Carnival Q2: Ticket Up, Fuel Down, and Capacity Rebalance

Slightly higher ticket pricing and onboard spend helped Carnival Corporation’s 2016 second quarter earnings inch up, but also driving the uptick in net income is fuel expense going from $370 million in 2015 to $193 million in 2016.

Arnold Donald, president and CEO, said it was a record second quarter in the history of Carnival Corporation.


Donald said China was destined to be the largest cruise market, and earnings growth continues in the market proportionally to the company’s capacity increase.

“We are very pleased with China,” said Donald. “It’s a volume and return story.”

Later in the call, Donald said China occupancy was comparable to prior years.

Donald said the company would re-balance capacity to drive yield in 2017, including a five percent capacity reduction in Europe, and five and three percent increases in Caribbean and Alaska, respectively.

David Bernstein, CFO, noted strong pricing on close-in bookings, and on the onboard revenue side, strong performance at the bar and in the casino.
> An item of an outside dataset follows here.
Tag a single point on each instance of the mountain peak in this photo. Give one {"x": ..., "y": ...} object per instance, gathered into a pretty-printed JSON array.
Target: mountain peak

Bernstein said bookings for the remainder of the year were at higher pricing with less inventory available.

Bernstein said: “The fact we are well ahead on the booked positioned with less inventory to sell … even with our capacity increase, bodes well to pricing.”

Bernstein pointed to strong performance in Alaska and the Caribbean, but some softness in Europe due to geopolitical issues. 

As far as Europe, Donald said North American brands in the market were seeing challenges.


Aided by cheaper fuel pricing and on-going marine optimization efforts, Carnival’s fuel expenses for the second quarter of 2016 dropped by $137 million.

Ticket revenue increased from $2,628,000,000 in 2015 to $2,696,000,000, while onboard revenue also edged up to $978,000,000 in 2016 from $927,000,000 in 2015’s second quarter. Tour revenue, however, was slightly down. Payroll and food expenses were also up year-over-year.

“Work in our procurement area continues,” Donald said, adding he expected $75 million cost savings from procurement efforts.

Media buying has also come together across brands, generating significant savings, he noted.

At the same time, Carnival Corp. has announced its third $1 billion stock buy-back program.